In Australia and New Zealand, university leaders have called on their institutions to promote more open-minded and constructive debates, to help societies respond in more enlightened ways to complex challenges.
University of Auckland vice-chancellor Dawn Freshwater writes that campus communities should be exemplars where scholars speak bravely and freely and with respect. At the University of Melbourne, vice-chancellor Duncan Maskell makes the same case. He calls on scholars to model productive modes of disagreement. One challenge, he suggests, is a wider media culture that polarises public opinion and oversimplifies complex problems. He argues for respectful listening as well as robust expression on campus. In concrete terms: refraining from throwing metaphorical bricks at each other.
As seen on Australian campuses in recent months, this doesn’t always happen. A panel discussion in Melbourne or an invited guest speaker in Sydney may be met with attempts by campus activists to disrupt or shut down the forum before it has even begun.
In line with the wider enlightenment agendas scholars are expected to pursue (see Notes), how can today’s universities promote careful, honest and open inquiry and debate, in practice as well as in policy?
“Respect” or “Tolerance” as policy principles?
As seen here, many university leaders invoke the term respect. This is a form of shorthand for tolerance, civility and upholding the rights of others, in otherwise robust debates and exchanges in university settings. (As John Henry Newman put it in the mid-19th century: the collision of mind with mind in a place where the intellect may safely range). In the Australian higher learning context, it has wide currency. For example, the slogan RESPECT. NOW. ALWAYS has been part of a sector-wide project to prevent sexual assault and harassment on campuses.
Rights such as these must be protected. Risks of harm must be taken seriously. And as a form of civility, respect works well as an informal norm on campus (as I have argued elsewhere). But as a general concept it should not be set in stone as a formal rule. The 2019 French Review observed that it did not take much imagination to apply a respect rule too restrictively, in ways that undermined institutional goals of free inquiry and open exchange. Nor should a respect rule be applied to campus activists who engage in lawful protest – itself a form of free expression in liberal democracies. As the French Review notes: Members of the university community or others may take objection to the content of a speaker’s views and wish to protest against the expression of those views and/or against the appropriateness of the university providing a platform for their expression.
In the Peter Ridd vs James Cook University case, Australia’s High Court concluded that as a matter of law, asserting a general right to respect was absurd; and that in a university context, to take it as a blanket rule must undermine the core meaning of intellectual freedom.
Likewise, in their book Open Minds, legal scholars Carolyn Evans and Adrienne Stone confirm that: academics should be able to speak out … even when doing so involves harsh and even disrespectful criticism of their colleagues or university.
In sum, respect rules can be used to demand conformity with views that fair-minded, well-meaning, law-abiding scholars neither accept nor respect. The flipside of a right of respect is another absurdity, a right of intolerance. In the UK, a recent debate on a proposed respect rule led Cambridge University to opt for a policy of tolerance instead.
This recalls a hard-won Enlightenment principle, invoked by Voltaire to counter the religious-war atrocities of 18th century Europe: The supposed “right of intolerance” is absurd and barbaric. It is the right of the tiger … indeed worse, for tigers tear just for food, while we rend each other for paragraphs…

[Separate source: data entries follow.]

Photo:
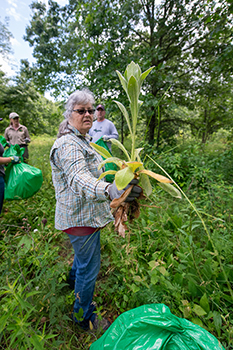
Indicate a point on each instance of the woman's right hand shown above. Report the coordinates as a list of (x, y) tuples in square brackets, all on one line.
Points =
[(15, 160)]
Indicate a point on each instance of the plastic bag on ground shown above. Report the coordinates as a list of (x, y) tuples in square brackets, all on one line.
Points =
[(3, 141), (108, 166), (154, 327), (22, 180)]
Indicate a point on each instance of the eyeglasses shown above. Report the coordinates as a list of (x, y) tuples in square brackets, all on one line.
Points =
[(84, 111)]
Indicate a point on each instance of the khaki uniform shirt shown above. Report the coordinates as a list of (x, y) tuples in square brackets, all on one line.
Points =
[(17, 136)]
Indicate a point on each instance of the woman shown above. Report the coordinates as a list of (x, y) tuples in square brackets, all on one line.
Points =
[(82, 202), (4, 160)]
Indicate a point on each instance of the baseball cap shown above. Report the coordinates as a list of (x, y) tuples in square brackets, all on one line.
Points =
[(13, 115), (100, 106)]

Too much self-censoring? It’s complicated
If we want more open-minded, socially inclusive universities, where truth and knowledge are mobilised to serve society as part of their enlightenment agenda, what follows? A common concern is that often, students and scholars feel compelled to self-censor, due to fear of peer backlash, or of future career repercussions.
(This is seen by many as part of a wider problem in democracies with free speech in general decline – perhaps in crisis – and cancel culture on the rise. Claims and counterclaims about this reflect an apparently endless culture war – with its echoes of past religious wars – as seen in media narratives and social media dynamics.)
Meanwhile the principle of being free to disagree on campus, within lawful limits, seems clear enough. As does being free from discrimination and other social harms, such as defamation. But the real and optimal extent of lawful free expression on campus (or the actual extent of oppressive self-censoring, or oppressive social harm in its absence) is very hard to measure reliably.
In Australia, our latest (2021) Student Experience Survey indicated that 3 in 4 undergraduates felt free to express their views and 4 in 5 felt free from discrimination, harm and hatred. And (as for undergraduates) 1 in 4 postgraduate students were not confident that they were free to express their views.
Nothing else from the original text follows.